On a recent morning, Alexis Mabille showed up bright and early on the Champs-Elysées looking a bit bleary-eyed. And with good reason: he had just a few days left to deliver no fewer than two dozen party dresses for a megawatt wedding, and wrap up his biggest interior project to date, the nearly year-long renovation of the legendary cabaret hall Lido 2. On top of which he’d spent a sleepless night tending to a sick cat.
Even so, the designer was ebullient as he entered the cabaret—whose landmark modernist façade faces the planned Louis Vuitton hotel—and sauntered down an LED-lined entrance hall longer than many a Paris runway. As of last week, the entryway was lit-up with the first of its rotating video installation; the plan is that they will change depending on the event or the season. (A Jules Verne-esque installation, complete with snow machine, is lined up for Christmas).
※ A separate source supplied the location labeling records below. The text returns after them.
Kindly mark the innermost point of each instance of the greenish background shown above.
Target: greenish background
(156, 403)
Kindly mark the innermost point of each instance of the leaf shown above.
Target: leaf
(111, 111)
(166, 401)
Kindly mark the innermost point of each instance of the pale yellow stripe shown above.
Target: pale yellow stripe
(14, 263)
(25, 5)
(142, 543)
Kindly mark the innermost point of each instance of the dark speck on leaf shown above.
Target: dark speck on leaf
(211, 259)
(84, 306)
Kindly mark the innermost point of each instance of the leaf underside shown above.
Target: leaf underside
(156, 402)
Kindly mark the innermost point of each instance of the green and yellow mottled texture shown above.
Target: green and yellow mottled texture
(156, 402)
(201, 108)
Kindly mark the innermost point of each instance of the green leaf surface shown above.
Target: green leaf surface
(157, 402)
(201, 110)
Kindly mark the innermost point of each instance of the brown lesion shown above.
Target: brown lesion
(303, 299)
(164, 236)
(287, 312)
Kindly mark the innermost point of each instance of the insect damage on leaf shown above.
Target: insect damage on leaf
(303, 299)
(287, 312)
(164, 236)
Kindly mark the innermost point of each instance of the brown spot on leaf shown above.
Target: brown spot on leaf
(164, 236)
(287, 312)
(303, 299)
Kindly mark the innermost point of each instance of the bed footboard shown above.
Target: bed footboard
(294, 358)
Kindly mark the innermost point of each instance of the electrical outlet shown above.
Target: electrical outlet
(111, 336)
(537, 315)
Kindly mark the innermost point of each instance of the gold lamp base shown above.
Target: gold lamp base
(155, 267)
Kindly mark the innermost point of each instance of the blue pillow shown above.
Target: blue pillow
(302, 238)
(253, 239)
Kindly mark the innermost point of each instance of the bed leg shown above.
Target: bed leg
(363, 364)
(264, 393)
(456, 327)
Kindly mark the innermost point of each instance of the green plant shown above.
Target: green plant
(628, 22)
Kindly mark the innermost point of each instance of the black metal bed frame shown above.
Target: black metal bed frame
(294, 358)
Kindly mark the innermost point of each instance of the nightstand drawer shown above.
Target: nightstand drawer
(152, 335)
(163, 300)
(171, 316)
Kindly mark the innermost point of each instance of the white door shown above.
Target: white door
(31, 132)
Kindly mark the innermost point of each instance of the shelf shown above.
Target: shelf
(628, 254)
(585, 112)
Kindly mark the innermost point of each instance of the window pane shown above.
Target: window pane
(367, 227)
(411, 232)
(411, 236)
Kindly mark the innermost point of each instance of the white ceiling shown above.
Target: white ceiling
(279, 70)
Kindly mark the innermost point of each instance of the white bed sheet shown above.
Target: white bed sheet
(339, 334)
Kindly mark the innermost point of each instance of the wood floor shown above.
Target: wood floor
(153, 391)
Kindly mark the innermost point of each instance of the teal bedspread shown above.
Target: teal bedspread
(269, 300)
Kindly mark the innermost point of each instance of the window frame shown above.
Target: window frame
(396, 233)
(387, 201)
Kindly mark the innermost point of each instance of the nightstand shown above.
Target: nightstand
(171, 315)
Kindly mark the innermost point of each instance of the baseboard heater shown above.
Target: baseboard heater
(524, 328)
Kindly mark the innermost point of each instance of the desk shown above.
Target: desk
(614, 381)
That and other pre-attractions are meant to catch the eye—and Instagrams—of the 350,000 or so people who walk down the Champs-Elysées on a typical day.
“There was no way we could transform such a Parisian institution into something basic, but we also didn’t want to just do a traditional renovation,” says Mabille, who counts Le Boeuf Sur le Toit, Cipriani Saint Tropez, and Kaspia Los Angeles among his recent projects. “We wanted to do something completely immersive, in collaboration with top video specialists, so that people can see a spectacle even when the Lido is closed,” he adds, motioning to where red velvet curtains would be hung to privatize gala dinners and film, theater, or fashion events.
What began in February as a minor facelift blossomed into a full-blown gut renovation as the architect Philippe Pumain, Lido director Jean-Luc Choplin, and Mabille tapped armies of specialized artisans to give the 1,000-seat venue the intimacy of a bijou Parisian concert hall.